I won't lie, it took us several minutes to find our place in town and to locate where this walking tour was leading us, but eventually we did. During the tour we wandered past ponds, huge colorful Hindu statues, old historic libraries, beautiful golden Buddhist temples, monks in rich, red robes, children at play at a very resourceful-looking pingpong table and finally to a most appealing looking lunch stop.
We dined on organic avocado salads, creamy hummus with pita, mezze plates, and an ice cold bottle of chardonnay. Our inner California nature was finally at peace with this meal.
It seemed we enjoyed ourselves so much that before long we realized it was time to meet our driver. We paid up and stepped outside, and it didn't take us long to realize something had developed during our lunch time-warp. A rather large festival had gathered and we were stuck smack dab in the middle of it, with no van driver in sight. It appeared that due to the festival, automobiles were not being allowed into the town. (This might have something to do with the ticket lady?!)

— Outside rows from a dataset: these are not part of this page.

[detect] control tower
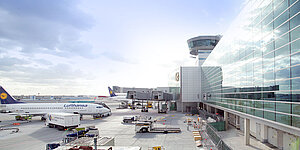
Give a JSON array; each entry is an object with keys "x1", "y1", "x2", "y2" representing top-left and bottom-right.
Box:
[{"x1": 187, "y1": 35, "x2": 221, "y2": 66}]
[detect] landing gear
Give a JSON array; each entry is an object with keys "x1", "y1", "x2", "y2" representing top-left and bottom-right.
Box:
[
  {"x1": 41, "y1": 117, "x2": 46, "y2": 121},
  {"x1": 93, "y1": 114, "x2": 101, "y2": 119},
  {"x1": 141, "y1": 128, "x2": 148, "y2": 133}
]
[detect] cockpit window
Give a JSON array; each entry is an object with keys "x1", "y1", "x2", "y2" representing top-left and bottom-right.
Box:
[
  {"x1": 96, "y1": 106, "x2": 103, "y2": 108},
  {"x1": 95, "y1": 103, "x2": 110, "y2": 110}
]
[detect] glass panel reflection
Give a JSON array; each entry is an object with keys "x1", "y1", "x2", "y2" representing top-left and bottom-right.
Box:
[{"x1": 201, "y1": 0, "x2": 299, "y2": 128}]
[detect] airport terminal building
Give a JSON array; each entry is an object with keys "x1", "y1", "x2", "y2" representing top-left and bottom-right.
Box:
[
  {"x1": 180, "y1": 0, "x2": 300, "y2": 149},
  {"x1": 178, "y1": 35, "x2": 221, "y2": 113}
]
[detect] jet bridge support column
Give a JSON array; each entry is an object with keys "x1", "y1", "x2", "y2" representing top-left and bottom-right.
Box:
[
  {"x1": 224, "y1": 111, "x2": 228, "y2": 131},
  {"x1": 244, "y1": 118, "x2": 250, "y2": 145}
]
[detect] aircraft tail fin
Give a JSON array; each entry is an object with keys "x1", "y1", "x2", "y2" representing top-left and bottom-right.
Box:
[
  {"x1": 108, "y1": 87, "x2": 117, "y2": 97},
  {"x1": 0, "y1": 86, "x2": 23, "y2": 104}
]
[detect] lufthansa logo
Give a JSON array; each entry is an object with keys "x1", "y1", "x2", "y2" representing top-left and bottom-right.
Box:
[
  {"x1": 110, "y1": 91, "x2": 113, "y2": 94},
  {"x1": 0, "y1": 93, "x2": 7, "y2": 99}
]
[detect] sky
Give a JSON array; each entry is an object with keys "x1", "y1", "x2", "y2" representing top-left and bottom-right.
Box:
[{"x1": 0, "y1": 0, "x2": 245, "y2": 96}]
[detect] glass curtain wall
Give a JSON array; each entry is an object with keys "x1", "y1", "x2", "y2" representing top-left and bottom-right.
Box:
[{"x1": 202, "y1": 0, "x2": 300, "y2": 128}]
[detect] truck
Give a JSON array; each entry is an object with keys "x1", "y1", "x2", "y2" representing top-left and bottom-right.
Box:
[
  {"x1": 122, "y1": 116, "x2": 140, "y2": 123},
  {"x1": 122, "y1": 116, "x2": 154, "y2": 124},
  {"x1": 46, "y1": 113, "x2": 80, "y2": 131},
  {"x1": 135, "y1": 121, "x2": 181, "y2": 133}
]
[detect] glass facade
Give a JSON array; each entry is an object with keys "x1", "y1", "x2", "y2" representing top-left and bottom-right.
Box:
[
  {"x1": 202, "y1": 0, "x2": 300, "y2": 128},
  {"x1": 188, "y1": 39, "x2": 218, "y2": 49}
]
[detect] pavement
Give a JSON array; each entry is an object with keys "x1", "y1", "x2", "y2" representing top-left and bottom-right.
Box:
[
  {"x1": 91, "y1": 103, "x2": 204, "y2": 150},
  {"x1": 0, "y1": 100, "x2": 281, "y2": 150},
  {"x1": 218, "y1": 125, "x2": 279, "y2": 150},
  {"x1": 0, "y1": 100, "x2": 212, "y2": 150}
]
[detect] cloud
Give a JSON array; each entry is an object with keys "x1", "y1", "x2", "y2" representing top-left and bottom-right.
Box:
[
  {"x1": 0, "y1": 0, "x2": 245, "y2": 95},
  {"x1": 0, "y1": 62, "x2": 85, "y2": 85},
  {"x1": 0, "y1": 0, "x2": 94, "y2": 58},
  {"x1": 101, "y1": 51, "x2": 137, "y2": 64},
  {"x1": 0, "y1": 57, "x2": 30, "y2": 71},
  {"x1": 0, "y1": 0, "x2": 92, "y2": 30},
  {"x1": 0, "y1": 0, "x2": 97, "y2": 91}
]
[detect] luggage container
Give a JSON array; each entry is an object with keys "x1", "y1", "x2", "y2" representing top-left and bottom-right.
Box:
[{"x1": 46, "y1": 113, "x2": 80, "y2": 130}]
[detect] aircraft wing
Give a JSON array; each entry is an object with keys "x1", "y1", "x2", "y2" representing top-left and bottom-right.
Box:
[{"x1": 8, "y1": 112, "x2": 47, "y2": 116}]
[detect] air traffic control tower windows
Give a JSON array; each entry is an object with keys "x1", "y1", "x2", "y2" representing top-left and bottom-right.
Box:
[{"x1": 188, "y1": 39, "x2": 217, "y2": 49}]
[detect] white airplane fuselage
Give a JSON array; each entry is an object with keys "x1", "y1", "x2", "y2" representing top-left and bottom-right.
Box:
[{"x1": 4, "y1": 103, "x2": 111, "y2": 116}]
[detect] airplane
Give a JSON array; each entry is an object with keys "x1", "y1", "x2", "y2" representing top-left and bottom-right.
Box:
[
  {"x1": 0, "y1": 86, "x2": 111, "y2": 120},
  {"x1": 108, "y1": 87, "x2": 127, "y2": 98},
  {"x1": 108, "y1": 87, "x2": 136, "y2": 104}
]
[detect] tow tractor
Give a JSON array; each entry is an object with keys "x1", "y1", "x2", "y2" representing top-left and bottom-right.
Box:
[
  {"x1": 148, "y1": 146, "x2": 165, "y2": 150},
  {"x1": 122, "y1": 115, "x2": 153, "y2": 124},
  {"x1": 15, "y1": 115, "x2": 32, "y2": 121},
  {"x1": 135, "y1": 121, "x2": 181, "y2": 133},
  {"x1": 118, "y1": 101, "x2": 129, "y2": 109},
  {"x1": 0, "y1": 127, "x2": 19, "y2": 133},
  {"x1": 122, "y1": 116, "x2": 140, "y2": 123},
  {"x1": 141, "y1": 106, "x2": 148, "y2": 112}
]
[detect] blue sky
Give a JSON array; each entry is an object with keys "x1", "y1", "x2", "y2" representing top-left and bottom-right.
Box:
[{"x1": 0, "y1": 0, "x2": 245, "y2": 95}]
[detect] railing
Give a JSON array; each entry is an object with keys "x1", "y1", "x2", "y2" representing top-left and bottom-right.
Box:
[
  {"x1": 198, "y1": 109, "x2": 223, "y2": 121},
  {"x1": 206, "y1": 123, "x2": 232, "y2": 150}
]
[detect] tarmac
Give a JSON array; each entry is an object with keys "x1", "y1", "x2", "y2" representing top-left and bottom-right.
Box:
[
  {"x1": 218, "y1": 125, "x2": 278, "y2": 150},
  {"x1": 0, "y1": 100, "x2": 209, "y2": 150}
]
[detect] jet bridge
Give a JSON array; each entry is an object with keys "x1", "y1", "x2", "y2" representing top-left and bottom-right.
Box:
[
  {"x1": 151, "y1": 91, "x2": 173, "y2": 113},
  {"x1": 151, "y1": 91, "x2": 173, "y2": 101},
  {"x1": 126, "y1": 91, "x2": 151, "y2": 100},
  {"x1": 127, "y1": 91, "x2": 152, "y2": 111}
]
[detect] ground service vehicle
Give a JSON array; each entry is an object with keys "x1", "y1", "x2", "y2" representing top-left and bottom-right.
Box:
[
  {"x1": 118, "y1": 101, "x2": 129, "y2": 109},
  {"x1": 141, "y1": 107, "x2": 148, "y2": 112},
  {"x1": 15, "y1": 115, "x2": 32, "y2": 121},
  {"x1": 158, "y1": 104, "x2": 167, "y2": 113},
  {"x1": 149, "y1": 146, "x2": 165, "y2": 150},
  {"x1": 135, "y1": 121, "x2": 181, "y2": 133},
  {"x1": 147, "y1": 102, "x2": 153, "y2": 108},
  {"x1": 123, "y1": 116, "x2": 140, "y2": 123},
  {"x1": 46, "y1": 113, "x2": 80, "y2": 130}
]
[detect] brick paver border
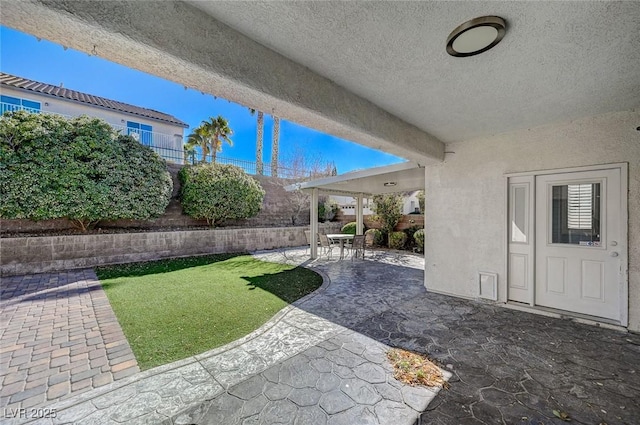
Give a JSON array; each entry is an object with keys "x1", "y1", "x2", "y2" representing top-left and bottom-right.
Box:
[{"x1": 0, "y1": 269, "x2": 138, "y2": 411}]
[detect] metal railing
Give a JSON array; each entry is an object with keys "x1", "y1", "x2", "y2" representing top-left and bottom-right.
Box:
[
  {"x1": 1, "y1": 102, "x2": 41, "y2": 115},
  {"x1": 111, "y1": 123, "x2": 184, "y2": 164},
  {"x1": 185, "y1": 153, "x2": 321, "y2": 179}
]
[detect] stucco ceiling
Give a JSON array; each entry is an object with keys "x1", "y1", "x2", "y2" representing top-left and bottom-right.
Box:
[{"x1": 188, "y1": 1, "x2": 640, "y2": 143}]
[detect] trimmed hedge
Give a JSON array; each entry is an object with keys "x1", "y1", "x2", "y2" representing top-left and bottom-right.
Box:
[
  {"x1": 0, "y1": 111, "x2": 172, "y2": 231},
  {"x1": 179, "y1": 163, "x2": 265, "y2": 226}
]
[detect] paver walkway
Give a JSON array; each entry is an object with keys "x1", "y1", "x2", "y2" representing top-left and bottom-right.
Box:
[
  {"x1": 1, "y1": 248, "x2": 639, "y2": 425},
  {"x1": 0, "y1": 270, "x2": 138, "y2": 412}
]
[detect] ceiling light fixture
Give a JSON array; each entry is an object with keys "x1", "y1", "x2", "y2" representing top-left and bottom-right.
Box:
[
  {"x1": 446, "y1": 16, "x2": 506, "y2": 57},
  {"x1": 383, "y1": 182, "x2": 397, "y2": 187}
]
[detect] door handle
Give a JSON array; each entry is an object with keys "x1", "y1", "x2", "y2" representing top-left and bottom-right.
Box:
[{"x1": 611, "y1": 252, "x2": 619, "y2": 257}]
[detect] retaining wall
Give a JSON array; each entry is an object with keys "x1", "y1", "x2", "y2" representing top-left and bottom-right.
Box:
[{"x1": 0, "y1": 223, "x2": 341, "y2": 276}]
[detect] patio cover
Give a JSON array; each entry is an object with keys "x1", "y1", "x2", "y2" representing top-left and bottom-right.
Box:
[
  {"x1": 285, "y1": 161, "x2": 425, "y2": 196},
  {"x1": 285, "y1": 161, "x2": 425, "y2": 258}
]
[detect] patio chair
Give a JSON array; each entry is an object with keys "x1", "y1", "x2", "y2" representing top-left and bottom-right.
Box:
[
  {"x1": 350, "y1": 235, "x2": 366, "y2": 260},
  {"x1": 304, "y1": 230, "x2": 318, "y2": 254},
  {"x1": 318, "y1": 233, "x2": 335, "y2": 258}
]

We walked to the edge of town and found a local establishment to make a call to our driver. As it turns out he was on the other side of town and we would therefore need to make the trek through the festival to meet him… and so we did.

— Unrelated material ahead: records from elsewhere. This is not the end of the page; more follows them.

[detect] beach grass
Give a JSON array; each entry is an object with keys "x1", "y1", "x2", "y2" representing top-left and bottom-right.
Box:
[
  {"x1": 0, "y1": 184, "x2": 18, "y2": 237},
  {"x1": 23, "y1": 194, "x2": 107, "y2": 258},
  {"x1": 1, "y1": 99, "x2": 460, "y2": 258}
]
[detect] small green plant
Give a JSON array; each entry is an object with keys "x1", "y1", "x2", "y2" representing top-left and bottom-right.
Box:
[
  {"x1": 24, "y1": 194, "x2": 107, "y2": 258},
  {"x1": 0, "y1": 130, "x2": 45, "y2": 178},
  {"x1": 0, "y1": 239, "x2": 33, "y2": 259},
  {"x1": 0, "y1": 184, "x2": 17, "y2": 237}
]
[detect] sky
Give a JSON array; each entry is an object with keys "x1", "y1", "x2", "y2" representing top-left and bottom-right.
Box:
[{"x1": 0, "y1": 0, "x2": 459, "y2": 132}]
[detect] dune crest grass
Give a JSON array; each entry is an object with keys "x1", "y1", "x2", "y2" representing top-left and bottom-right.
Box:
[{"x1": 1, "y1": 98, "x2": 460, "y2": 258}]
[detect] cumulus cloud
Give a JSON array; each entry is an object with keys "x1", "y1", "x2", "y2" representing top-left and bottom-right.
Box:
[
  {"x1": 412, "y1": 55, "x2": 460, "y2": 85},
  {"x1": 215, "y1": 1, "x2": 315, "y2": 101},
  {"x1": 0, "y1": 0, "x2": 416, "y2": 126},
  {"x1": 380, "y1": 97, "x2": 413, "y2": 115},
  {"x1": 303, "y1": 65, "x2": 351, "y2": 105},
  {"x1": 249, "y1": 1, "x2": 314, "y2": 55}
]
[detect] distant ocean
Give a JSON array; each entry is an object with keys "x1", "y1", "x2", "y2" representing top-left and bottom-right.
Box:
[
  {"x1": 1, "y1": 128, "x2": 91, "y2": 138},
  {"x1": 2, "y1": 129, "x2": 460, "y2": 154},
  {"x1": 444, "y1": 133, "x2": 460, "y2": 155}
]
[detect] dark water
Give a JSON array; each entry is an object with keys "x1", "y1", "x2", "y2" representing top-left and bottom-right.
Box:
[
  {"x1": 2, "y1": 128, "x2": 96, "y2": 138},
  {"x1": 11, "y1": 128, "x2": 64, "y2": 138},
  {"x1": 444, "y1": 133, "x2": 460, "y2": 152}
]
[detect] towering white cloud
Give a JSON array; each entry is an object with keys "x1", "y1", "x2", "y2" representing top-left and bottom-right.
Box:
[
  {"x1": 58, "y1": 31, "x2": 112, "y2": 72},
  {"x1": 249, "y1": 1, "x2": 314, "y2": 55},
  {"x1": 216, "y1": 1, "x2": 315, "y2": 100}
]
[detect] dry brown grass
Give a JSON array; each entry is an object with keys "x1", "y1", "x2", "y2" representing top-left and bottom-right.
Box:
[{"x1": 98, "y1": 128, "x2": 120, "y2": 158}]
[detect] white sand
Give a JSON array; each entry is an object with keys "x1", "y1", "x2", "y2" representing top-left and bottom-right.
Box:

We met him a good 30 minutes later and were relieved to jump in the van and make tracks back to Kathmandu. Being the good tourists that we are, we had our driver drop us at Durbar Square in the middle of town, with hopes to get some nice shots as the sun sank behind the red painted buildings. As luck would have it, they too were charging to walk through the square. This time, it was about $6.50 per person, but we were still not having it. We skirted the booth officials and managed to get a few quality shots of the square, but in the process lost track of our path back to our hotel.
By this point the ladies were good and ready to end the day of walking and to take in sunset on the rooftop of the Royal Penguin Hotel, the men were a bit more ambitious; or more correctly a bit more stubborn. The ladies piled into the next cab we saw and bid farewell and good luck to the fellas as we pulled into traffic. The drive back took nearly 20 minutes as our driver seemed lost, couldn't speak English or read a map. We finally pulled up to the hotel and were greeted by two large, smug smiles on the balcony of our rooms overlooking the street. Attempting to have us believe they made it back on their own accord, Adrian and Bryan soon admitted that they, in fact, took a bicycle rickshaw. In any case they were there, we were there, and beers were necessary.
We went up to the rooftop, opened one of the fine reds Selma brought from Wisconsin and hung out until our hungry tummies demanded they be attended to. We found a recommendation for a great momo spot, called Yangling, in the tourist area of Thamel. We got ready and headed out. We found the place with little effort and pulled up some chairs and popped open a few frosty Everests. Hungry and interested in this new found dish, we ordered just about every option on the menu. We proceeded to eat to our hearts content, cashing 60 momos between the 6 of us… Good Showing!
When we couldn't conceive of another bite, we paid our bill and made the journey back to the hotel stopping to pick up a few essentials for the ride out to Pokhara the following day. It was to bed early for a breakfast in the morning and long, grueling 6 hour van ride. We had just scratched the surface of what Kathmandu had to offer, but luckily we would be back for another stint in roughly 10 days.
Until then, the adventure continues!